Spain-based NH Hotels is planing to pour some $400 million into the Dominican Republic´s travel industry over the next seven years to build a fancy resort, a golf course and several real estate projects, according to Victor Cabral, president of Cap Cana, a Dominican tourist group.
Mr. Cabral said the Spanish company will buy one of the most exclusive tourist offers in the Caribbean country -currently owned by the Cap Cana group- for $120 million. The one-million-square-meter vacant lot is located in Bavaro, in the easternmost province of Altagracia.
The Dominican government warned that plummeting tourist arrivals from the United States and Canada, coupled with outbreaks of infectious diseases in some areas, have already cost the Caribbean nation some $300 million so far this year.
In early February, Dominican President Leonel Fernandez ordered the creation of a healthcare institution for tourists visiting the nation in an effort to stave off the outbreaks of infectious ailments that hit the east and north of the country.
A grand total of 260,000 visitors with $147 million in their pockets are expected to come to Cancun during the oncoming Holy Week festivities, pushing up hotel occupancy to 95 percent during that brief span of time, local hoteliers believe.
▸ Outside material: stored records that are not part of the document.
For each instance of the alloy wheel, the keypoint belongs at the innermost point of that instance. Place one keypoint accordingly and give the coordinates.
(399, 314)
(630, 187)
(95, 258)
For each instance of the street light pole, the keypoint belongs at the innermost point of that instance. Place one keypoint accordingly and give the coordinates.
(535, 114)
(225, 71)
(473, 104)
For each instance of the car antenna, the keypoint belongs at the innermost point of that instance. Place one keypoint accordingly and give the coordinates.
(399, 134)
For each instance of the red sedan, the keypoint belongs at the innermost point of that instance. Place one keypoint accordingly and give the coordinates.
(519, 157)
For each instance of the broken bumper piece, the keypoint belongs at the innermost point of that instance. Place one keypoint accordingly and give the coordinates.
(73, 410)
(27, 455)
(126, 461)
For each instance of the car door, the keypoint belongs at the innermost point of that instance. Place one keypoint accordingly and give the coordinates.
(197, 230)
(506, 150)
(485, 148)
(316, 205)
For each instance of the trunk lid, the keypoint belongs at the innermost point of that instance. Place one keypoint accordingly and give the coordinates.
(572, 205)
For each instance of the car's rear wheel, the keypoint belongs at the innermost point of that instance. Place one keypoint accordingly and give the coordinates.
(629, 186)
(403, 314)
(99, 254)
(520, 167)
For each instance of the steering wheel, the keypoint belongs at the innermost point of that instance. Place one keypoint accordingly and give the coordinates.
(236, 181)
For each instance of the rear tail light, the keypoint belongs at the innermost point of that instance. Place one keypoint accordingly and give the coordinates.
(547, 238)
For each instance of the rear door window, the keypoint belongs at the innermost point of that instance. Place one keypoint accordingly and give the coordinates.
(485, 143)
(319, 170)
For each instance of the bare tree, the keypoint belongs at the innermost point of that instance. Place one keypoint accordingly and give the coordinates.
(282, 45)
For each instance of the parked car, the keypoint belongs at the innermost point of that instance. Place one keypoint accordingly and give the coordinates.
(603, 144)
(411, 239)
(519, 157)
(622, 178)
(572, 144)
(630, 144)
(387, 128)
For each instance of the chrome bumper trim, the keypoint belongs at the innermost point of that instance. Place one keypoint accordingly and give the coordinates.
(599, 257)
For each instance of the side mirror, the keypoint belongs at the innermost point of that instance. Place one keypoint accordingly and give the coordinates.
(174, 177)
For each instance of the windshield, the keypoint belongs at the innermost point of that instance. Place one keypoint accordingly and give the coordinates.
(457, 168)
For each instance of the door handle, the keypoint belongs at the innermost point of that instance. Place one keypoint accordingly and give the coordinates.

As we speak, hotel occupancy is in the neighborhood of 85 percent, with as many as 49,000 tourists staying in 23,000 hotel rooms. However, tourism officials in Cancun are confident the week ending on March 27 could bring much higher rates.
Real estate investments linked to Chile´s tourist sector will climb to little more than $2 billion in the first quarter of the ongoing year, the Higher Tourism Council of the nation´s Chamber of Commerce (CONSETUR) informed this week.
That investment package comprises a 5.2 percent spike from the last quarter of 2004 when that figures peaked $927.3 million. This year´s projected investment is 13.4 percent higher than the cash flow anted up in 2003.
Americans will take a record number of trips this spring, according to a new report by the Travel Industry Association (TIA), even though the overall increase in trips is expected to be only slightly higher than that of spring 2004.
TIA is estimating Americans will take 281 million person-trips of 50 miles or more one-way from home during the months of March, April and May. That represents a 1.2% increase from last spring when travelers took a record 277.5 million trips.
German tour operator Thomas Cook closed 2004 with $30 million worth of gross benefits, thus reversing the financial woes that pounded the Frankfurt-based company for more than a year.
The yearend spreadsheets of Europe´s second-largest travel company, though, had wrapped up 2003 with a $104 million shortfall.